Before running the script, ensure you have the following installed:

  1. Python: Python 3.8 or later recommended.
  2. System Dependencies (Ubuntu/Debian):
    • libsndfile: Required by the soundfile Python library for reading/writing audio files.
    • ffmpeg: Required by underlying libraries (like librosa or transformers) for decoding various audio formats when loading from a filename.
    sudo apt update && sudo apt install libsndfile1 ffmpeg
  3. Python Libraries: You can install these using pip. It is highly recommended to use a Python virtual environment.
    pip install transformers torch datasets soundfile librosa
    • transformers: The core Hugging Face library.
    • torch: The deep learning framework backend (PyTorch). Or install tensorflow.
    • datasets: Used to download the sample audio file if your local file isn't found.
    • soundfile: Used for handling audio file operations.
    • librosa: Provides advanced audio analysis features, often required by datasets or transformers for audio loading/processing.

Installation

  1. Clone or Download: Get the run_asr_flexible.py script onto your local machine.
  2. Create Virtual Environment (Recommended):
    python3 -m venv .venv
    source .venv/bin/activate
    (Use .\.venv\Scripts\activate on Windows)
  3. Install System Dependencies: Follow the instructions in the Prerequisites section above.
  4. Install Python Libraries: Run the pip command from the Prerequisites section within your activated virtual environment.

Usage

  1. Configure Audio Input:

    • Open the run_asr_flexible.py script in a text editor.
    • Locate the line: user_audio_path = "my_audio.wav"
    • Option A (Recommended): Change the path "my_audio.wav" to the exact path of the audio file you want to transcribe on your computer (e.g., /home/user/recordings/meeting.wav or C:/Users/user/Documents/sound.mp3).
    • Option B: Place your audio file in the same directory as the run_asr_flexible.py script and ensure its name is exactly my_audio.wav.
    • Note: If the script does not find a file at the specified user_audio_path, it will attempt to download and use the sample audio. Common audio formats like WAV and FLAC are generally well-supported. Other formats like MP3 often depend on the ffmpeg installation.
  2. Run the Script:

    • Open your terminal or command prompt.
    • Make sure your virtual environment is activated (if you created one).
    • Navigate to the directory containing the script.
    • Execute the script using Python:
      python run_asr_flexible.py

Expected Output

The script will print status messages to the console, including:

  • Which audio source is being used (your local file or the downloaded sample).

  • Confirmation of model loading and the device being used (CPU or GPU).

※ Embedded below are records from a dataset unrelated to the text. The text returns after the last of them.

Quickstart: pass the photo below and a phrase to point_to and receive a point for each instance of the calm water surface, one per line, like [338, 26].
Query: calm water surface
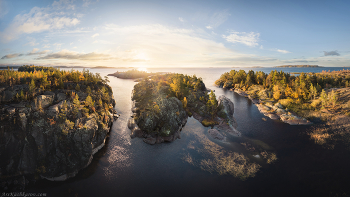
[129, 167]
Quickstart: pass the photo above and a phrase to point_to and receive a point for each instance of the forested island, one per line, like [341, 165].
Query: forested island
[52, 122]
[131, 74]
[320, 97]
[162, 104]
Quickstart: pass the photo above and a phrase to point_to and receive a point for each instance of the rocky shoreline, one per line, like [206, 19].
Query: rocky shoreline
[225, 125]
[276, 111]
[152, 138]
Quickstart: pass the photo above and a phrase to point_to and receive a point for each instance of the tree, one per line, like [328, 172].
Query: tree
[276, 92]
[212, 104]
[333, 97]
[89, 102]
[77, 88]
[88, 90]
[184, 102]
[324, 98]
[32, 87]
[313, 91]
[76, 105]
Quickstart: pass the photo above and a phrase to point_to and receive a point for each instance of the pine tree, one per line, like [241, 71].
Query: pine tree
[77, 88]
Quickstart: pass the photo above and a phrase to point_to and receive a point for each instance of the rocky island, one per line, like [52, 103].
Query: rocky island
[131, 74]
[52, 123]
[162, 104]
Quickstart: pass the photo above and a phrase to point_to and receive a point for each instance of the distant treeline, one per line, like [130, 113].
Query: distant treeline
[299, 66]
[283, 85]
[49, 79]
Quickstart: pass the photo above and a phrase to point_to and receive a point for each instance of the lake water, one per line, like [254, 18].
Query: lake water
[130, 167]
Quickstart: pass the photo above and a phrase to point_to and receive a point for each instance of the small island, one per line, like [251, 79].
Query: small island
[131, 74]
[52, 122]
[162, 104]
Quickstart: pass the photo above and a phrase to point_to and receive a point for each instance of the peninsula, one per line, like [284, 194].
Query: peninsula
[162, 104]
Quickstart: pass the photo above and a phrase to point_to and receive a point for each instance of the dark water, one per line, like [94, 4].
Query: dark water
[129, 167]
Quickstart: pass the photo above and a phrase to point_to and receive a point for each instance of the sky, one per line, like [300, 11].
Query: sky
[174, 33]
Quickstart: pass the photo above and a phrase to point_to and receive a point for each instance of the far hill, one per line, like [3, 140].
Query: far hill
[299, 66]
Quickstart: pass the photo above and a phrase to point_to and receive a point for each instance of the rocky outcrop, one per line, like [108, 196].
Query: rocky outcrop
[276, 111]
[168, 122]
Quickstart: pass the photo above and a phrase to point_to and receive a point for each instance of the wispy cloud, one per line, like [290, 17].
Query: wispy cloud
[37, 20]
[64, 4]
[3, 8]
[32, 41]
[95, 35]
[218, 18]
[88, 2]
[9, 56]
[331, 53]
[72, 55]
[35, 51]
[249, 39]
[282, 51]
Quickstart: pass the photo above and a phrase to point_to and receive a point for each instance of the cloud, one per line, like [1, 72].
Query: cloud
[63, 4]
[218, 18]
[88, 2]
[282, 51]
[9, 56]
[36, 51]
[164, 45]
[249, 39]
[331, 53]
[32, 41]
[37, 20]
[97, 34]
[33, 51]
[72, 55]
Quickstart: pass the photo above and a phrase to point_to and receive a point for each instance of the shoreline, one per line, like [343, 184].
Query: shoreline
[274, 112]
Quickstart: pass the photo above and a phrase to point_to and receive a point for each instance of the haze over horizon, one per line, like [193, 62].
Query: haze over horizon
[174, 33]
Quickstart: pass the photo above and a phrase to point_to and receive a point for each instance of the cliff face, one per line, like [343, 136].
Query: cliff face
[52, 136]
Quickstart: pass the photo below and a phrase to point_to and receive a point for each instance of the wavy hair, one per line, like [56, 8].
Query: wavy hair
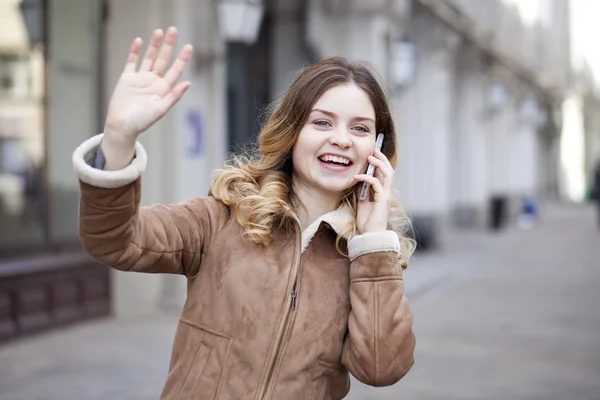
[258, 184]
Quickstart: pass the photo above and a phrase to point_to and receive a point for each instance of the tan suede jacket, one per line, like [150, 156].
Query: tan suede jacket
[288, 321]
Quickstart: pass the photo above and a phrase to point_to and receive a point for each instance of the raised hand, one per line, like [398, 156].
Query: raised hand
[144, 95]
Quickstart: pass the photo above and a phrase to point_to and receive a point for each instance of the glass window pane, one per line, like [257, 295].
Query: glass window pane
[22, 163]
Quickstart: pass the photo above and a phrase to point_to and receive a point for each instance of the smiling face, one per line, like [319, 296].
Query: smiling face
[335, 141]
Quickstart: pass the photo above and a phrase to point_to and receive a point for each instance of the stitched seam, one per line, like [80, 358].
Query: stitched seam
[208, 330]
[378, 279]
[371, 251]
[110, 208]
[150, 250]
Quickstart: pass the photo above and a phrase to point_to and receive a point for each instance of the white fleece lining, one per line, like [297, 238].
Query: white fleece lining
[372, 242]
[106, 179]
[337, 219]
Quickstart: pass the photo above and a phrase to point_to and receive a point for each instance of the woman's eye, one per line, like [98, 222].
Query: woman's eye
[322, 123]
[362, 129]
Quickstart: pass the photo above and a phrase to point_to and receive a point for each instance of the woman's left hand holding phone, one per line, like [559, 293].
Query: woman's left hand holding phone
[372, 216]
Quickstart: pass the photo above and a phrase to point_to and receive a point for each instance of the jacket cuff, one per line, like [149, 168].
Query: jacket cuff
[85, 153]
[373, 242]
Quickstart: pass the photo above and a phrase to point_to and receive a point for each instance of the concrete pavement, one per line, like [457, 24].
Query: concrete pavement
[507, 316]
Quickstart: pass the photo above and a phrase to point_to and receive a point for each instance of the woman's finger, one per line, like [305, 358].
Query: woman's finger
[134, 54]
[379, 154]
[176, 70]
[381, 166]
[152, 50]
[164, 56]
[374, 182]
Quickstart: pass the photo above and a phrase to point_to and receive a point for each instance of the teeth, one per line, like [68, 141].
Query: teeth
[336, 159]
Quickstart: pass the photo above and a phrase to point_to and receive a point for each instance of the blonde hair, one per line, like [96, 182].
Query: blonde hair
[258, 184]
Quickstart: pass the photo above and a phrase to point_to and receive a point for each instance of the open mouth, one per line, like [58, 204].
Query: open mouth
[335, 160]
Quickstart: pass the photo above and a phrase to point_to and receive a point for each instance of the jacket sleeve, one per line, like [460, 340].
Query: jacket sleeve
[116, 231]
[379, 345]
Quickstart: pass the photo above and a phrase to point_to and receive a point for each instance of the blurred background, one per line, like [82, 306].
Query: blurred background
[498, 108]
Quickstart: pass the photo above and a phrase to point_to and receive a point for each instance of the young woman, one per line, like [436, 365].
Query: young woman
[293, 282]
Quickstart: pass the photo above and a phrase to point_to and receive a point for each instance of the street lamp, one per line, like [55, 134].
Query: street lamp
[239, 20]
[33, 12]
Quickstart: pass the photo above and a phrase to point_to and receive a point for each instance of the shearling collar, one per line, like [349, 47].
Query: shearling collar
[338, 220]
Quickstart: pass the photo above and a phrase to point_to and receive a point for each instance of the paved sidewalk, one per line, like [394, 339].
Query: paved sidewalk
[509, 316]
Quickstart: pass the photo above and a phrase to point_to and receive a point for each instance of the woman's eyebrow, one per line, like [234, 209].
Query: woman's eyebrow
[333, 115]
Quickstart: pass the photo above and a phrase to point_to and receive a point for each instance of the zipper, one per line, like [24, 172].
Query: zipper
[286, 325]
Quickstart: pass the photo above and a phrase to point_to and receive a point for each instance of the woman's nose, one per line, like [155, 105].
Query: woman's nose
[341, 138]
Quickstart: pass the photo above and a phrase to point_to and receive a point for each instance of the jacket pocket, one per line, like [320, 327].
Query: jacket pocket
[328, 382]
[199, 355]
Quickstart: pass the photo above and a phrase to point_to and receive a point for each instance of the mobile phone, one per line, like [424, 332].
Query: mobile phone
[371, 169]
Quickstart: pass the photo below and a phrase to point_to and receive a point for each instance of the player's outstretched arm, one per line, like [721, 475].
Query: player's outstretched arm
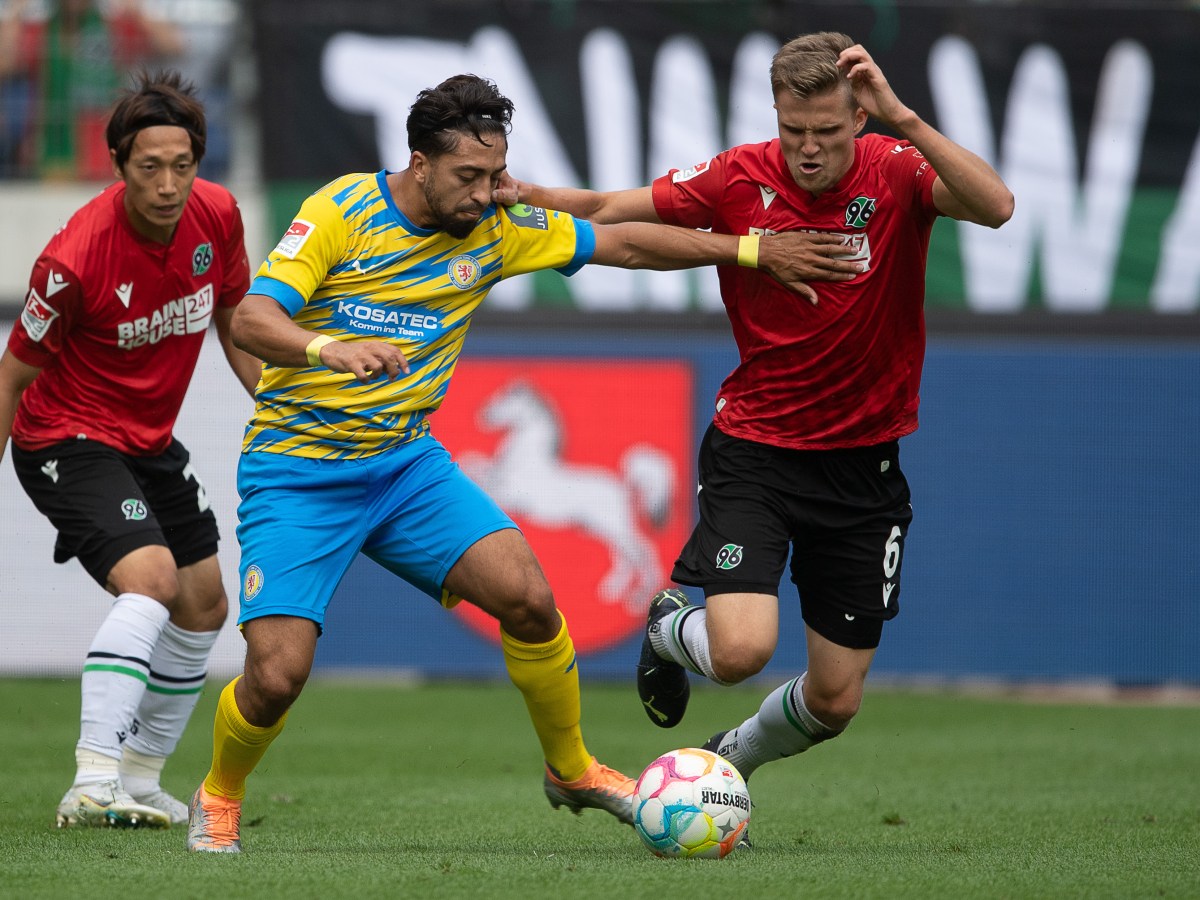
[601, 207]
[967, 187]
[246, 367]
[262, 328]
[15, 377]
[792, 258]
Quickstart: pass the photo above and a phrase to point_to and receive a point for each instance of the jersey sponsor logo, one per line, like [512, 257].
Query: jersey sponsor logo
[859, 211]
[384, 321]
[293, 239]
[186, 316]
[463, 271]
[605, 509]
[729, 557]
[37, 316]
[54, 283]
[373, 263]
[253, 582]
[689, 174]
[202, 258]
[526, 216]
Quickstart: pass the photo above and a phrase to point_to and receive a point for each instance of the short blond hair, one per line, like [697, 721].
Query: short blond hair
[808, 65]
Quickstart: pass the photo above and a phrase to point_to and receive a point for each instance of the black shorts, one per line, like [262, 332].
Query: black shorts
[843, 514]
[107, 504]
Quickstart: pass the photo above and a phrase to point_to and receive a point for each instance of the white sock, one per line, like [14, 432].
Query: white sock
[683, 637]
[781, 727]
[114, 678]
[178, 670]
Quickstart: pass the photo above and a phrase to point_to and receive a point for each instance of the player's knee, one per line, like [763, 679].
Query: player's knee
[532, 616]
[834, 707]
[733, 664]
[270, 693]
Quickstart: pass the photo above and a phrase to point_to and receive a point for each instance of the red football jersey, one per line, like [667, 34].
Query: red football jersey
[845, 372]
[115, 321]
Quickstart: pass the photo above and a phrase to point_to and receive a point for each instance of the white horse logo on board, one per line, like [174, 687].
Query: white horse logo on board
[528, 478]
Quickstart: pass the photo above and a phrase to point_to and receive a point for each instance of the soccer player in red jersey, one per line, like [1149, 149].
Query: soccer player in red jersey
[802, 454]
[90, 385]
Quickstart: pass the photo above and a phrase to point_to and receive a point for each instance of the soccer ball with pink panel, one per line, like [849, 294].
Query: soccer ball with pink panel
[690, 803]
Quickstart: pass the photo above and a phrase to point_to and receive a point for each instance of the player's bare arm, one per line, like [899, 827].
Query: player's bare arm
[600, 207]
[262, 328]
[639, 245]
[967, 189]
[246, 367]
[15, 377]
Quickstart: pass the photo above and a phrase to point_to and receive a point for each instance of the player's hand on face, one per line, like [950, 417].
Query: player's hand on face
[366, 360]
[795, 258]
[505, 193]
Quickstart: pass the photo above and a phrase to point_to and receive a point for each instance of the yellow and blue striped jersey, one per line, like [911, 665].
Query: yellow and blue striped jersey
[353, 267]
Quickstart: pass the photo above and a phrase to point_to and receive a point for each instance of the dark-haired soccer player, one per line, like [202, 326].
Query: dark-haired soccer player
[90, 385]
[360, 315]
[803, 453]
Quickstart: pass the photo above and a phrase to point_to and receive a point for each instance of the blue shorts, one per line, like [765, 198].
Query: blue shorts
[304, 521]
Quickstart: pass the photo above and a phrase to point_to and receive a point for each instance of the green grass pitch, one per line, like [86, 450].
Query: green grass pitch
[382, 790]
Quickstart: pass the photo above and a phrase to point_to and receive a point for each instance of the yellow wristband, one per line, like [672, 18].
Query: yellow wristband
[313, 349]
[748, 251]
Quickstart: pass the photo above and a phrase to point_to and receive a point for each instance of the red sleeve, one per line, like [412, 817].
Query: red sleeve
[911, 178]
[237, 268]
[688, 197]
[51, 305]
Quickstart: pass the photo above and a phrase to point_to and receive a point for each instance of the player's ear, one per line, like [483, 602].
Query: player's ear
[859, 119]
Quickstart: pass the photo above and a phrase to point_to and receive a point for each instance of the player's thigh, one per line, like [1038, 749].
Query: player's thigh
[301, 523]
[93, 497]
[741, 541]
[438, 515]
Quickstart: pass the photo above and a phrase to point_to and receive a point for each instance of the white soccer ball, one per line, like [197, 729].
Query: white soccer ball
[690, 803]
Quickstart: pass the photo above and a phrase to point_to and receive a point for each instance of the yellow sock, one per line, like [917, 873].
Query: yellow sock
[547, 677]
[237, 747]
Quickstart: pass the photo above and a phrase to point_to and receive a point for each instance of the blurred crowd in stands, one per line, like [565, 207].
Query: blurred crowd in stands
[63, 64]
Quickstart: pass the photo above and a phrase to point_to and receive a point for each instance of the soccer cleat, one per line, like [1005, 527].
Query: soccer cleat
[599, 787]
[177, 810]
[214, 823]
[714, 747]
[663, 684]
[107, 805]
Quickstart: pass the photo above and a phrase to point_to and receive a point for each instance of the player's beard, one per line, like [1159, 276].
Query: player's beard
[456, 226]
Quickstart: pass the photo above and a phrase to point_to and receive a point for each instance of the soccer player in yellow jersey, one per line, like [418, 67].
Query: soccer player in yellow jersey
[359, 315]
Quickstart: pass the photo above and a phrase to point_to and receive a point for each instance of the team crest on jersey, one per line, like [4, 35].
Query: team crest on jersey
[526, 216]
[859, 211]
[688, 174]
[202, 258]
[37, 316]
[294, 239]
[253, 582]
[463, 271]
[729, 557]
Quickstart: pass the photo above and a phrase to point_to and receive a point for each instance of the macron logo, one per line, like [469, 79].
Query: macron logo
[54, 285]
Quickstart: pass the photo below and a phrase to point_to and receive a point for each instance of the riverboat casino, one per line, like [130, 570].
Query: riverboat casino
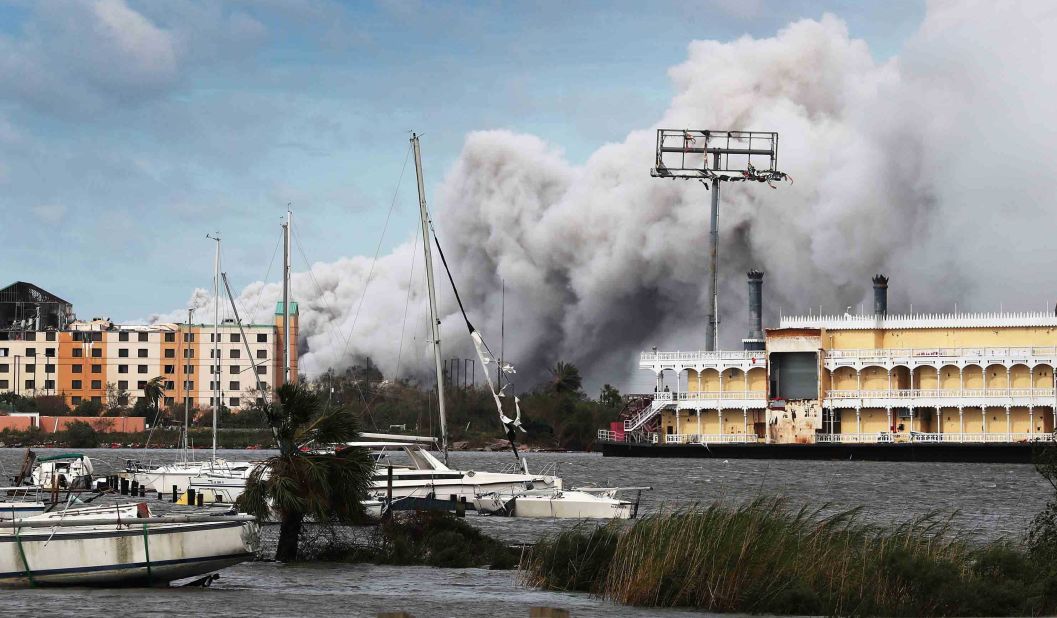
[856, 379]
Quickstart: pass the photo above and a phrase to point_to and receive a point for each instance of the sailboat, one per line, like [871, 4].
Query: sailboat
[427, 475]
[220, 480]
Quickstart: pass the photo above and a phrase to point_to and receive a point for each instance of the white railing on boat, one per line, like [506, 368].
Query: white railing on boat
[710, 438]
[945, 353]
[1042, 394]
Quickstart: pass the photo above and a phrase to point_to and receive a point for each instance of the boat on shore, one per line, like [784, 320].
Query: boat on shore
[585, 503]
[108, 548]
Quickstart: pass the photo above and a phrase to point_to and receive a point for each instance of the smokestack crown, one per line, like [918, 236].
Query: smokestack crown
[879, 296]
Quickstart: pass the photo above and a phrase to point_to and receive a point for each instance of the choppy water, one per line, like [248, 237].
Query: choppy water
[991, 500]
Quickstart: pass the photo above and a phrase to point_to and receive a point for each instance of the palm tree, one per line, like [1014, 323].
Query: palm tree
[566, 378]
[153, 391]
[296, 484]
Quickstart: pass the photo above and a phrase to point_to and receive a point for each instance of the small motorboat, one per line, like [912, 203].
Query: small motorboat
[582, 503]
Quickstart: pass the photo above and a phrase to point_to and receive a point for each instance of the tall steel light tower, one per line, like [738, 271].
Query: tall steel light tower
[718, 156]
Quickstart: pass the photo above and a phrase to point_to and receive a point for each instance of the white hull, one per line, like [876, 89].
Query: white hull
[129, 555]
[576, 505]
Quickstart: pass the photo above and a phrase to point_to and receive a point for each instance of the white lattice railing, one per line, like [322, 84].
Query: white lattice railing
[703, 356]
[1042, 394]
[945, 353]
[710, 438]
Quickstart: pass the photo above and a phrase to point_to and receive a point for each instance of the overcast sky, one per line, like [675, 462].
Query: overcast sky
[128, 130]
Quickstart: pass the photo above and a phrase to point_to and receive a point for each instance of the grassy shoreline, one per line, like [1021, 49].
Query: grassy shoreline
[765, 557]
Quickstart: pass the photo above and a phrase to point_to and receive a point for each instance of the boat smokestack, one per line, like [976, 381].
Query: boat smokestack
[879, 296]
[755, 339]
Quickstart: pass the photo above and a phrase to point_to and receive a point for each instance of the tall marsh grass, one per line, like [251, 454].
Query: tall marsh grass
[765, 557]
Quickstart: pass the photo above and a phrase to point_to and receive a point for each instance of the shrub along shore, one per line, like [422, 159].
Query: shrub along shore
[765, 557]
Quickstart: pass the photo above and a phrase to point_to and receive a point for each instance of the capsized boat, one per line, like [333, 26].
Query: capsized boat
[582, 503]
[418, 473]
[113, 549]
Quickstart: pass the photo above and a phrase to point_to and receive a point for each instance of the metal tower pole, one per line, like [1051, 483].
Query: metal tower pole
[714, 260]
[285, 298]
[434, 322]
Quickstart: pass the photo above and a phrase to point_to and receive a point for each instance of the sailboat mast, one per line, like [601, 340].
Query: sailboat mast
[186, 361]
[216, 344]
[285, 297]
[434, 322]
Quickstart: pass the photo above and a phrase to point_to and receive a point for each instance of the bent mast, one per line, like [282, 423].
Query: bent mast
[433, 320]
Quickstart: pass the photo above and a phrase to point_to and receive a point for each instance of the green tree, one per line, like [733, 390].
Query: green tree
[566, 378]
[610, 397]
[88, 408]
[81, 435]
[296, 483]
[152, 392]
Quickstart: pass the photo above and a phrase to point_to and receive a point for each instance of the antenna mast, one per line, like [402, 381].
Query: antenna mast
[285, 297]
[717, 156]
[216, 341]
[434, 322]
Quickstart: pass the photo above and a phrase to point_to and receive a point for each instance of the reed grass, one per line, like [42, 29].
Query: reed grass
[766, 557]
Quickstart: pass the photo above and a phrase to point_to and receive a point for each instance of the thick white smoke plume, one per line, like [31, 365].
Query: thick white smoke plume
[934, 167]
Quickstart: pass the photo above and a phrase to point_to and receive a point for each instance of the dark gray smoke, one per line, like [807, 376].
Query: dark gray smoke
[934, 167]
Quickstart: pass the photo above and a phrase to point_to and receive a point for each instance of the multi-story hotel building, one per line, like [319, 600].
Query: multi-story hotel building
[857, 378]
[44, 351]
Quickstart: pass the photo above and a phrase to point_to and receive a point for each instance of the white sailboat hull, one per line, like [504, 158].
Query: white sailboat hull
[127, 555]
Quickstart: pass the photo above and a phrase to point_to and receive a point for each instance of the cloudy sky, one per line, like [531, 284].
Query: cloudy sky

  • The final transcription result, like:

    --- Transcription Result ---
    Recognized Text: "The birch canoe slid on the smooth planks."
    ----------------------------
    

    (The exact text will depend on the audio input)

Troubleshooting

  • libsndfile errors: Ensure you ran sudo apt install libsndfile1.
  • ffmpeg was not found: Ensure you ran sudo apt install ffmpeg.
  • datasets library not found: Run pip install datasets (only needed for the fallback sample).
  • soundfile/librosa not found: Run pip install soundfile librosa.
  • Errors during transcription: Ensure your audio file is not corrupted and is in a reasonably common format. Check console for specific error messages. Very long audio files might require adjusting pipeline parameters (not implemented in this basic script).

Hardware Considerations

  • CPU: The script will run on a CPU, but transcription speed will depend on your processor and the audio length.
  • GPU: If you have an NVIDIA GPU with CUDA set up correctly and the appropriate version of torch installed, the script will automatically use it for significantly faster processing.
  • RAM: Model loading and processing require a moderate amount of RAM (a few GB should be sufficient for the whisper-base model).

License

  • The run_asr_flexible.py script itself is provided as an example (consider adding an MIT License if distributing).
  • The Hugging Face libraries (transformers, datasets) are typically under the Apache 2.0 License.
  • The openai/whisper-base model has its own license terms (generally permissive for research/use, but check the model card on Hugging Face Hub for specifics).